À Clermont depuis le début du mois de juillet, la place Renoux est fermée à toute circulation. Seuls les piétons peuvent accéder aux commerces situés des deux côtés en empruntant les trottoirs, vestiges de ce qu’était la place auparavant. Avant de lancer le chantier d’aménagement de la zone qui, en 2025 verra passer les bus en site propre dans le cadre d’InspiRe, il a fallu « préparer le terrain ».
La place Renoux va redevenir une vraie place
L’INRAP a d’abord procédé aux fouilles préventives qui ont révélé la présence de sépultures datant du VIIe ou VIIIe siècle, la place abritant l’église Saint-Genès, bâtie au VIIe siècle et détruite en 1794.
Ensuite les services métropolitains, se sont occupés de la végétation de la place. Les prunus ont terminé en copeaux mais les beaux magnolias ont été transplantés au Jardin Lecoq. La phase de consolidation du sous-sol a ensuite débuté. Elle a duré plus longtemps que prévu, car il a fallu injecter beaucoup de matière dans les anciennes caves abandonnées qui ont transformé le plateau central de Clermont en fragile gruyère.

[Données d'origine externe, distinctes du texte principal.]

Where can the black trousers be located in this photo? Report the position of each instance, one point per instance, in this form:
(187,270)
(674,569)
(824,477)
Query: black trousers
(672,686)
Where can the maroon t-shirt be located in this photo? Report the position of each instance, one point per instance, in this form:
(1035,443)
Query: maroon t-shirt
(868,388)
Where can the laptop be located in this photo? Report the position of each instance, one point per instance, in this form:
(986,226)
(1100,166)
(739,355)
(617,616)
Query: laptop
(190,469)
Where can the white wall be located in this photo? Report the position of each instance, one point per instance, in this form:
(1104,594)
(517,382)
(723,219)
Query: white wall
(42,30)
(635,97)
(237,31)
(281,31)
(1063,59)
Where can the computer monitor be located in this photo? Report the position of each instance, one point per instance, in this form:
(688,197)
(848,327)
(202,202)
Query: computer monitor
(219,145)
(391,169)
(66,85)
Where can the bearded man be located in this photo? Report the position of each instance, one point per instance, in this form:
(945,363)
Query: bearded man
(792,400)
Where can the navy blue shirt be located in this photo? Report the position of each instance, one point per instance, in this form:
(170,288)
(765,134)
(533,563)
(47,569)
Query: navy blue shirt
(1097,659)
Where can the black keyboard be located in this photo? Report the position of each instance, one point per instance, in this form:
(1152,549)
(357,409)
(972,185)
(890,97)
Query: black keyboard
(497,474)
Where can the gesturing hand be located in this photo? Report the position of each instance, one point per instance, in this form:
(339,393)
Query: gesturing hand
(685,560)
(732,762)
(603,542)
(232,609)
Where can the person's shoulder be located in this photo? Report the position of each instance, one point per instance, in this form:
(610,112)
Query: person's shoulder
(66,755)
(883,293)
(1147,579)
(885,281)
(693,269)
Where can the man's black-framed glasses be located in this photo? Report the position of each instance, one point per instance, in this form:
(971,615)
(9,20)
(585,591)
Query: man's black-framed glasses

Le sous-sol préparé, c’est ensuite en surface que les équipes ont opéré pour retirer la station C. vélo, le mobilier urbain et la voirie pour laisser place nette. Le balisage des différentes zone vient d’apparaitre préfigurant le nouveau visage de cette place qui va être rendue aux piétons, comme à l’époque où elle accueillait un marché couvert, hélas détruit pour aménager un parking.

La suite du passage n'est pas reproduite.